Ferran Adrià did some new things and I’m sure if you go to Heston Blumenthal’s restaurant The Fat Duck you’ll find something you haven’t eaten elsewhere
Sure, I know Heston but that’s not new, it’s just a reinterpretation of what’s old. Heston finds his influence in history, sometimes in books, sometimes in fairy tales. His consommé, for example – you pour hot water on the coin and it becomes this beautiful consommé – but bouillon cubes have been around for decades, he’s just repackaged it. I love Heston, he’s very clever and one of my best friends and his restaurant in terms of progressive cuisine is probably the one I appreciate the most. But it’s not that progressive when you think about it, it’s just being clever about the way you serve things.
And then Ferran Adrià became famous for what? Foam?

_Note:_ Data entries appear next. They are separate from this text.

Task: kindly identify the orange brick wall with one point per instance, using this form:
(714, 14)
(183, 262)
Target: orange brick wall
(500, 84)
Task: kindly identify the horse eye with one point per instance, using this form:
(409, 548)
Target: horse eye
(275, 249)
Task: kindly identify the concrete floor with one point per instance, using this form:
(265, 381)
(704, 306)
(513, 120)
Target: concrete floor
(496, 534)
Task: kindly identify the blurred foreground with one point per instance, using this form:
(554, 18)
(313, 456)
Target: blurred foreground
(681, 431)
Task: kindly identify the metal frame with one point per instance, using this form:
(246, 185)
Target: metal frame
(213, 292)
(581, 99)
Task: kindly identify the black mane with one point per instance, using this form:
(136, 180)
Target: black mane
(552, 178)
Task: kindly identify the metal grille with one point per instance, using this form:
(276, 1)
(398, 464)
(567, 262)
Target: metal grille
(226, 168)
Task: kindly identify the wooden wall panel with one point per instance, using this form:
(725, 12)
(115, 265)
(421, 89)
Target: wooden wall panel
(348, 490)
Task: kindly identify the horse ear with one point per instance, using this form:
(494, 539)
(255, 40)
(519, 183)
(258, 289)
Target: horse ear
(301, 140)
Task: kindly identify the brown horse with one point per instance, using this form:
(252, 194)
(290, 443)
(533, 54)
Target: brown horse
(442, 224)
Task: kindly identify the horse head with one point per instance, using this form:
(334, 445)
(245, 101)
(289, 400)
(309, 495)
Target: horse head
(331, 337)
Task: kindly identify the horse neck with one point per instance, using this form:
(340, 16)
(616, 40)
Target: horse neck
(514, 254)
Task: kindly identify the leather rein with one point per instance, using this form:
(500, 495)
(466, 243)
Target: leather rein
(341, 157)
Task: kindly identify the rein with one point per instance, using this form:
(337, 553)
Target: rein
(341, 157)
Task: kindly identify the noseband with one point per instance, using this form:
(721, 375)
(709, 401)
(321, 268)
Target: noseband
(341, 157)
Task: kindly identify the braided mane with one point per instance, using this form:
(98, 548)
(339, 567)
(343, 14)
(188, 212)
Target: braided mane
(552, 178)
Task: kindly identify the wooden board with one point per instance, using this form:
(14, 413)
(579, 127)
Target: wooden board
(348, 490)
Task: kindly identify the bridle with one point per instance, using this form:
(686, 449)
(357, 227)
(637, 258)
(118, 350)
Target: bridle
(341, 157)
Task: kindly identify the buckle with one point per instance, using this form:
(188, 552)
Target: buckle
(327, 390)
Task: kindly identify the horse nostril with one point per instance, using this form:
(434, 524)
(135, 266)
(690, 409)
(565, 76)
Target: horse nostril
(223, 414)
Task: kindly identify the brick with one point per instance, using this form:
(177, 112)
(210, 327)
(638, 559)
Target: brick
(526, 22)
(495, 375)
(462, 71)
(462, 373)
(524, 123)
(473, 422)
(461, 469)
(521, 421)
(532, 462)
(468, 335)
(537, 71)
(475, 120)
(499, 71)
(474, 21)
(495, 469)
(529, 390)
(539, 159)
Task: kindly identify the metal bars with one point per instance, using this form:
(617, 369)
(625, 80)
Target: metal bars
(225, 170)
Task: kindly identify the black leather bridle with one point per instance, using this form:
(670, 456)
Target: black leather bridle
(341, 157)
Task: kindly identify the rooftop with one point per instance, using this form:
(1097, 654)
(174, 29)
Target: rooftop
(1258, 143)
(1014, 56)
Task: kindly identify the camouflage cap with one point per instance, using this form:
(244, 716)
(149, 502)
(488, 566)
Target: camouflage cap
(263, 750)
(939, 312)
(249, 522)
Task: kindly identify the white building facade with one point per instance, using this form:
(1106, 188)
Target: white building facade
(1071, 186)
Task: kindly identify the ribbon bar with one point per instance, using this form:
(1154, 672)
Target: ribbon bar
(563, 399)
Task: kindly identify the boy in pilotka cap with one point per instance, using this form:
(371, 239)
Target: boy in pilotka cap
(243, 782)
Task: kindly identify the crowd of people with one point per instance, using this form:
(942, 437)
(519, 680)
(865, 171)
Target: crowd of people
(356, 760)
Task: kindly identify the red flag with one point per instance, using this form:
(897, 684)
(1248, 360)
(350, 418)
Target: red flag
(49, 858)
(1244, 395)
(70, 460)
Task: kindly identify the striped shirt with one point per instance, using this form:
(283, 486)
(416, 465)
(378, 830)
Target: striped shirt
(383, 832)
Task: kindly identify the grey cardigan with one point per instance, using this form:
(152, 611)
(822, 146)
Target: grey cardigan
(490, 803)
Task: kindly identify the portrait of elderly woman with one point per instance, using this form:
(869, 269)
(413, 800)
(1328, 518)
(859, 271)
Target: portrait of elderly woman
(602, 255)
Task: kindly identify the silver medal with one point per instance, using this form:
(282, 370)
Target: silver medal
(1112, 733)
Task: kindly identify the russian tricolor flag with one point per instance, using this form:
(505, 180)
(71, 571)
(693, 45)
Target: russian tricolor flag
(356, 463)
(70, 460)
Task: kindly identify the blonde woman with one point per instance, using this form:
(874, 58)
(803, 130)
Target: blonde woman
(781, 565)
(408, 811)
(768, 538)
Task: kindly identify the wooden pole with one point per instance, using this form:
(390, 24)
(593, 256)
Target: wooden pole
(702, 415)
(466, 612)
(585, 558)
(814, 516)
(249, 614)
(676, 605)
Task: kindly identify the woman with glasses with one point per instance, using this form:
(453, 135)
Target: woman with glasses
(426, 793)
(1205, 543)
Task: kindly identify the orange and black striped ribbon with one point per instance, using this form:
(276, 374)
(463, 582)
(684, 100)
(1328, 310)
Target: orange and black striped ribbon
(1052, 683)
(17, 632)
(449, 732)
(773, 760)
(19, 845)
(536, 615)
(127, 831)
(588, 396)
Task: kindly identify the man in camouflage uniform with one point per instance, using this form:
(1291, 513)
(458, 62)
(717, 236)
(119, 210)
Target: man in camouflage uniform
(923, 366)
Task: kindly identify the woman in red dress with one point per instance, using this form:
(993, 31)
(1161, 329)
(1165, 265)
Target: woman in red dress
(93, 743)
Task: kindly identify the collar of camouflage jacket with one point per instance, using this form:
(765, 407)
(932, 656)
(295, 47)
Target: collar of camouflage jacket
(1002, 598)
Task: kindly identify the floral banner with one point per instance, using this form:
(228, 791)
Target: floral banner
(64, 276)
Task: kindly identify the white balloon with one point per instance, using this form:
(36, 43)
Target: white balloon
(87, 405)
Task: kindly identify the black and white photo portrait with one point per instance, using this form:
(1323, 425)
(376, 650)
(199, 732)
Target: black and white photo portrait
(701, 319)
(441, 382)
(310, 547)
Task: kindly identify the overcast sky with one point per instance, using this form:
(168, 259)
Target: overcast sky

Right, do people really think that was new? I mean for cripes’ sake, how many times have you had a cappuccino? There’s been foam on cappuccinos for generations. You’re influenced and inspired by things that you see, but it doesn’t make it new and that really needs to be understood. There’s nothing that I do that’s new. What we do is try to be influenced and look for inspiration, but inspiration only happens very rarely in your life. How many times have you been truly inspired? I think I’ve been inspired only three or four times in my whole life.
Ferran Adrià became famous for what? Foam? Do people really think that was new? How many times have you had a cappuccino?
So you’re just part of a long linage and are carrying it on?
You have to be aware of what’s around you in order to be inspired and it’s OK, I don’t think anybody truly creates anything, that’s left to whatever you believe in and however the world got here, because there’s nothing new and everything that’s here has always been here…
You just repackage it…
Right, and different ways of manipulating it and that’s fine. But it’s food, what new food’s out there? Sure, you can cross a tangerine with a lemon and create a hybrid, but not as far as new food.
Finally, would you weigh in on a debate about whether baked beans have a place in a fry-up?
Oh, I look forward to eating breakfast in the UK and having a fry-up partly because of baked beans. In America we grew up on baked beans and going back to what we were talking about earlier, it’s a reference point to things you’re familiar with. Beans in a fry-up? Fine with me, but it’s one of the genuine things that I think is unique to the UK. There’s a certain amount of affection for something like that and there’s a tradition and history there. I like that kind of stuff.